The politics and religion parts were weaker, with some ideas about digital democracy (so mid-90's, isn't it? :-), AI politicians and some interesting reasonin g by Ian about the risks of getting feedback loops in the Maslowian self-actualization step where there are so many possibilities that people become stressed and uncertain, undermining the whole pyramid of needs and possibly fuelling anti-tech backlashes. Not sure I understood it right or if it makes any sense, but points at a concern I have pondered quite often: more advanced and powerful societies might produce self-limiting effects such as obsesity (too much of a good thing) or becoming spoiled (getting used to the safeguards, lowers resistance to crisis) that undermines them.
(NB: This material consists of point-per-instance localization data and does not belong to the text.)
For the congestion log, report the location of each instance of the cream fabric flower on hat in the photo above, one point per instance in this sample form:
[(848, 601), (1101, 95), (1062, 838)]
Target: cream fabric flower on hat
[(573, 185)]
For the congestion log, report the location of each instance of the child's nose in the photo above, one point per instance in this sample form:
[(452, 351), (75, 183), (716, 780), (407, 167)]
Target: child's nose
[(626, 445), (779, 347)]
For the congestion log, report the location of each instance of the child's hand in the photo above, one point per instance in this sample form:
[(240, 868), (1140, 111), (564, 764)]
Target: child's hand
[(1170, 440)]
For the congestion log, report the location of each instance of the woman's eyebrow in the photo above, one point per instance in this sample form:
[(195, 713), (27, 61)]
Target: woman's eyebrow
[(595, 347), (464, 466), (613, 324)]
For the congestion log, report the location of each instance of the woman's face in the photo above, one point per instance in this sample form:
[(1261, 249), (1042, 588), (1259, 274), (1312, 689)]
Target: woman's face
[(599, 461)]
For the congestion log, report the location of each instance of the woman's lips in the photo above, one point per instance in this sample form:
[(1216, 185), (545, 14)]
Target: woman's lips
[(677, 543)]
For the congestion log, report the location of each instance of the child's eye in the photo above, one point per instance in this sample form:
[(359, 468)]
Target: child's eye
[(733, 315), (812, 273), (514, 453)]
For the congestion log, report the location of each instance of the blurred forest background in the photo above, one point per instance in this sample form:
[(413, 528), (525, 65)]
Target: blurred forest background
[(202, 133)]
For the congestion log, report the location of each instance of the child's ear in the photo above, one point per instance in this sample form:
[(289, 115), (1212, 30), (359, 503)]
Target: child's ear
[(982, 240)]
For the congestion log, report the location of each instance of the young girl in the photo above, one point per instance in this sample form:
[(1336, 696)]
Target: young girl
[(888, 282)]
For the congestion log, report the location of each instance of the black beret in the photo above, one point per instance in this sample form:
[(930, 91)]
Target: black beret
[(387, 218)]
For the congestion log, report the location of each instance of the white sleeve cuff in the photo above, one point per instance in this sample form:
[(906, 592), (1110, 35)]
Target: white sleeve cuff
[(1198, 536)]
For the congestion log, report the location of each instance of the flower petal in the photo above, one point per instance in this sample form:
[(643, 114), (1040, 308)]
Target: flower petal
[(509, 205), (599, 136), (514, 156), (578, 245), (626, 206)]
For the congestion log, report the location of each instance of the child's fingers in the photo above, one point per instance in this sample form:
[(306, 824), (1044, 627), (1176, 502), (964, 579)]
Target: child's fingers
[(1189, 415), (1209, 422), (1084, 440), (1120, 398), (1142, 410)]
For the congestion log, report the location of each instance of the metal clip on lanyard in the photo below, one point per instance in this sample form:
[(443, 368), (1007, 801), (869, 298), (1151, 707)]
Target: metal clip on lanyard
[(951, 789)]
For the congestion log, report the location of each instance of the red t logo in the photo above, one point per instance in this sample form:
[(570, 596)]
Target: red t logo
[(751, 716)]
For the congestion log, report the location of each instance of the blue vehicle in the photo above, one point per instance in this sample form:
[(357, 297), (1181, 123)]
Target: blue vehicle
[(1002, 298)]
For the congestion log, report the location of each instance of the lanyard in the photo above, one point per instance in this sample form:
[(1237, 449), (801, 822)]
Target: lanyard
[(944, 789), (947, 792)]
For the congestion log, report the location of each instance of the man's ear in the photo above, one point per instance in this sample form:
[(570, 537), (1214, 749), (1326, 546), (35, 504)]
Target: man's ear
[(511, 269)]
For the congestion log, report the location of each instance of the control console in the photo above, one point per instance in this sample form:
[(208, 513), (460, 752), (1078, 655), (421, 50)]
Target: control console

The religion part was very loose, with some speculations about internet cults (how stable would they be? internet communities seldom have much cohesion and effectiveness in the real world), religion for AIs and robots, and of course general apotheosis of AIs. My own suspicion is that we are going to end up married to superintelligences. First they are virtual sex partners and assistance software. Then they become social partners and guides too, and eventually they (and maybe we) become posthuman/postAI. Maybe one should aim for a hieros gamos with the Seed AI?

After that José Cordeiro presented transhumanism. Very fun, but of course not very new to me. I was used as Exhibit A, a real living Swedish transhumanist. The most interesting part of the discussion was the observation that humans are a scarce resource: we are willing to pay more and more for human services, we seem to value them more highly now than in the past. This fits in nicely with Robin's analysis of what happens when humans can be made plentiful.

Finally Kurzweil did his talk on uploading, life extension and possible threats. He is an impressively self-made man, and I especially liked his descriptions of how he methodically found an optimal diet and supplement regimen for himself. Many good points about various threats like epidemics, designer viruses, gray goo and evil AI. I just wonder if the "intelligence trump" assumption (more highly intelligent beings always trumps less intelligent beings) that he brought up actually holds. Brute force, evolution and using unknown information can do quite a bit to challenge a good mind.

Overall, a fun day but in the end I was a bit tired of exponential acceleration towards godlike intelligence. Thank heaven for The grim Adventures of Billy and Mandy.